I have been thinking a lot lately about masculinity and “manhood,” which is, of course, deeply tangled up with my history with my father. I finally finished reading The Will to Change: Men, Masculinity, and Love by bell hooks, which I started to read months and months ago. Reading this today reaffirmed that the personal healing work that I have been doing is activism, and that it has the potential to benefit many more people than just myself, to be a ripple of change in the world. Here is some of what bell hooks writes:

[M]en must set the example by daring to heal, by daring to do the work of relational recovery. Irrespective of their sexual preferences, men in the process of self-recovery usually begin by returning to boyhood and evaluating what they learned about masculinity and how they learned it… Understanding the roots of male dis-ease helps many men begin to work repairing the damage. Progressive individual gay men in our nation, particularly those who have resisted patriarchal thinking (who are often labeled “feminine” for being emotionally aware), have been at the forefront of relational recovery. Straight men and patriarchal gay men can learn from them.

(Of course, gay men and straight men are not the only types of men that exist.) Lately, I have been longing for male role models, for images of men crying and being vulnerable and emotionally whole. Reading the above quote made me realize that I am one of the queer men that bell hooks mentions and that I can serve as a role model for other men. Once again, “we are the people we’ve been waiting for.” There is a loneliness in this, and an anger that I have to do it myself, but also a sense of liberation, and a promise of connection to community; if I become a mentor and am able to connect to and help men in the future then what I am longing for will be brought into existence.

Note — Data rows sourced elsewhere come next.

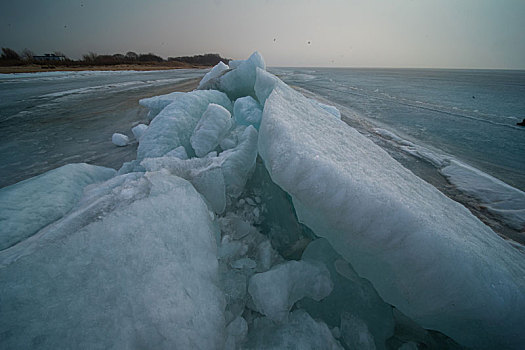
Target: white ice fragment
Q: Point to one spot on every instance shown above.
(355, 333)
(275, 291)
(211, 128)
(139, 130)
(402, 234)
(236, 333)
(300, 332)
(215, 72)
(247, 111)
(244, 263)
(239, 162)
(119, 139)
(179, 152)
(174, 125)
(32, 204)
(115, 273)
(240, 81)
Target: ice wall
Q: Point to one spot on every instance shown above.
(127, 268)
(424, 253)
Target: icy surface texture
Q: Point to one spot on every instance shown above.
(29, 205)
(330, 109)
(275, 291)
(174, 125)
(300, 332)
(130, 268)
(396, 230)
(215, 72)
(352, 295)
(139, 130)
(498, 197)
(179, 152)
(211, 129)
(119, 139)
(156, 104)
(240, 81)
(247, 111)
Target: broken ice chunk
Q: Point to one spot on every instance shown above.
(240, 81)
(247, 111)
(215, 72)
(275, 291)
(139, 130)
(301, 332)
(179, 152)
(211, 128)
(29, 205)
(119, 139)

There is also the promise, as bell hooks writes, of creating nurturing childhoods for future generations of boys:

If boys are raised to be empathic and strong; autonomous and connected; responsible to self, family, and friends, and to society; able to make community rooted in a recognition of interbeing, then the solid foundation is present and they will be able to love.

Currently, too many boys (and girls and children whose genders are complicated, queer, and/or currently nameless) are not raised in these ways. This is because, as bell hooks writes,

In dominator cultures most families are not safe places. Dysfunction, intimate terrorism, and violence make them breeding grounds for war. Since we have yet to end patriarchal culture, our struggles to end domination must begin where we live, in the communities we call home. It is there that we experience our power to create revolutions, to make life-transforming change. We already know that men do not have to remain wedded to patriarchy. Individual men have again and again staked a different claim, claiming their rights to life and love. They are beacons of hope embodying the truth that men can love.

These past few years, it is here that I have been making my revolution: in the painful reality of my dysfunctional family; in that dangerous and fruitful wilderness beyond the safe garden of denial; in the tangled, unspoken history of male suffering caused by patriarchy; in my heart, which is simultaneously broken and whole, full of poison and medicine, which I am learning to fill with more and more love.